Wednesday, April 30, 2014

Why Do You Think I Got The Chickens?




We hear a lot about time management, but the real thing we should be talking about is energy management. I wrote a blog post a few years ago about doing the things that give us energy and I return to those general guidelines often.  If I do the things that give me energy, I have more energy for everything and everyone else in my life. When I’m happy, I’m more productive.

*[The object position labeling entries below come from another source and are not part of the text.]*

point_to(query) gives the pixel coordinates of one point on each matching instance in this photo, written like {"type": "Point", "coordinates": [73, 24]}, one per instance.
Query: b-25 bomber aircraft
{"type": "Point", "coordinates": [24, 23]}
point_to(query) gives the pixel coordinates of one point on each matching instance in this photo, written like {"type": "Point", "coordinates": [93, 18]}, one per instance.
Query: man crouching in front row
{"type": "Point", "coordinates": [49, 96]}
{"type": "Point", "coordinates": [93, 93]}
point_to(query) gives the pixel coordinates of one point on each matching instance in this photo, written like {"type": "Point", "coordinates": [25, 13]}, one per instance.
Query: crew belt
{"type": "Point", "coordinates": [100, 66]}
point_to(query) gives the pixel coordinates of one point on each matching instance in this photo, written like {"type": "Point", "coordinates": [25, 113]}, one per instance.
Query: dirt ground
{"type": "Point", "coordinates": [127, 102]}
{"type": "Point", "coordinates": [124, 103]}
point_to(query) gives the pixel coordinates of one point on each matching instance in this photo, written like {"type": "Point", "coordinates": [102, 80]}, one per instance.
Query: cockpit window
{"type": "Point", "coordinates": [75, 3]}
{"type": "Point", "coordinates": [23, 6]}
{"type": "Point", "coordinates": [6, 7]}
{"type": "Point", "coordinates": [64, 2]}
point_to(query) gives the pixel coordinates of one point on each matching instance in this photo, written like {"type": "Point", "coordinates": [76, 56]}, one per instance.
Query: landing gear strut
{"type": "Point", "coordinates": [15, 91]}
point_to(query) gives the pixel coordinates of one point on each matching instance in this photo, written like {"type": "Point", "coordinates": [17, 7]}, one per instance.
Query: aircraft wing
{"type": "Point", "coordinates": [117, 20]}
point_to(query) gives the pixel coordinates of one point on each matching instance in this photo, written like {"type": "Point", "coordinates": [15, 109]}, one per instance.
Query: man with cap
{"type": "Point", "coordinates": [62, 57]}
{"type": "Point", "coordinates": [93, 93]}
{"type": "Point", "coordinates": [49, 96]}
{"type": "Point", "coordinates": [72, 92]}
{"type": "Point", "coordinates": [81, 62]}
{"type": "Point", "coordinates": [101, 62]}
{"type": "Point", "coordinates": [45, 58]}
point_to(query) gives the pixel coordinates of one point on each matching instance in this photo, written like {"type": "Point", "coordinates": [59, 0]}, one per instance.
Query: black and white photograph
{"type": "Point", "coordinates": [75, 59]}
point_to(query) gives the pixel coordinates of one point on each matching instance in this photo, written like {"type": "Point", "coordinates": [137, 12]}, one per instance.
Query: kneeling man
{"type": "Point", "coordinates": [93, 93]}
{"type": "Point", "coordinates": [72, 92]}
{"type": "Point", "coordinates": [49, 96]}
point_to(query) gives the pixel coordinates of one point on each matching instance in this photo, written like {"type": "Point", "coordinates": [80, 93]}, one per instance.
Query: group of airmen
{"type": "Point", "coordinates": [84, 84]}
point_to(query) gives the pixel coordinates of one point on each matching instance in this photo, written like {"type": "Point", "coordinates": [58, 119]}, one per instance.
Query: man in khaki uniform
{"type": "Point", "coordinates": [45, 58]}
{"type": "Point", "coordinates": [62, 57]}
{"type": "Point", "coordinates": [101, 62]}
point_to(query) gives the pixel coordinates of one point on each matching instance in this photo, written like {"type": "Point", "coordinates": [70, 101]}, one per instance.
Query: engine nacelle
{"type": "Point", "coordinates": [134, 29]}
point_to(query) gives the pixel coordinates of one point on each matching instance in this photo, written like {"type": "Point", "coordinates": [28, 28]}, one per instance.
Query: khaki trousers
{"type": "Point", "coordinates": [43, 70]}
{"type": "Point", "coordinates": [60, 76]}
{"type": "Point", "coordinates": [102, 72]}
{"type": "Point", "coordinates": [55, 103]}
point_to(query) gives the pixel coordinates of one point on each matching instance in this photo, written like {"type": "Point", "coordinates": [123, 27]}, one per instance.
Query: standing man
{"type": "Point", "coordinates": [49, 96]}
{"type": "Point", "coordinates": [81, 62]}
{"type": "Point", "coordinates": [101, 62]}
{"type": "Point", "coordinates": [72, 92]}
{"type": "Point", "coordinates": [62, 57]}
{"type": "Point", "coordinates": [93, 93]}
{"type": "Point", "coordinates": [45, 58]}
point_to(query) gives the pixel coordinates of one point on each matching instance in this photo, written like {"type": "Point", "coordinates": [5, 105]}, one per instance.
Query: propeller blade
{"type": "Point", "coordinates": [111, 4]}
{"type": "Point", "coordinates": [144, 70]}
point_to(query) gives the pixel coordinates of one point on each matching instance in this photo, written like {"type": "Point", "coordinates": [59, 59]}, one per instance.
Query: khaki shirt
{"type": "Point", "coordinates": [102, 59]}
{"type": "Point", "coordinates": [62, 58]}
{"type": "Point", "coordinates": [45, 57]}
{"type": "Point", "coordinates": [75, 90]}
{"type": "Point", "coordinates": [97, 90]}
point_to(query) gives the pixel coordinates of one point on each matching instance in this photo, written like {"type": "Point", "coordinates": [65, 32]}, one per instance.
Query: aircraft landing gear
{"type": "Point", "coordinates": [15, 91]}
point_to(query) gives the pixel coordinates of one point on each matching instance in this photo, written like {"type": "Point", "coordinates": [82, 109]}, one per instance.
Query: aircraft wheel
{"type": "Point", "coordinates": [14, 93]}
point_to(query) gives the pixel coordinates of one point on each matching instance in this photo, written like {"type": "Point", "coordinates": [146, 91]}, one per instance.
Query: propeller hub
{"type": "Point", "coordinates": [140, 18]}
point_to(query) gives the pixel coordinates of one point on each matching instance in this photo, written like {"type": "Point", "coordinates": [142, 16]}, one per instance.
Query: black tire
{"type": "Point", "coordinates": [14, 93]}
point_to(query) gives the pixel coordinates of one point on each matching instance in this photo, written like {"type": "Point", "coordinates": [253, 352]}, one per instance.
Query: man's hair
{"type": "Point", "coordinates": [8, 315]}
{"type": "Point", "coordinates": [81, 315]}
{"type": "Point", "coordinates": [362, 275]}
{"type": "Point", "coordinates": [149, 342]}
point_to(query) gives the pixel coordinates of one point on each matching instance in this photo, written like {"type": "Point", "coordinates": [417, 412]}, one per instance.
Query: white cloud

Sometimes this means I act in ways that might seem counter-intuitive to others. My schedule is packed with a million things that have to be done right-now-this-second-if-not-sooner, and I start to despair. I’m slogging through it all and each step forward takes longer than the last.

So what do I do? I see an opportunity to take the kids to a local hatchery, to look at chicks. Chicks make me happy. I haven’t been around chickens for over ten years. We’ll just go to the hatchery and look at some chicks, right? That will be enough to give me energy.

Mind you, there are still a million things that have to be done right-now-this-second-if-not-sooner.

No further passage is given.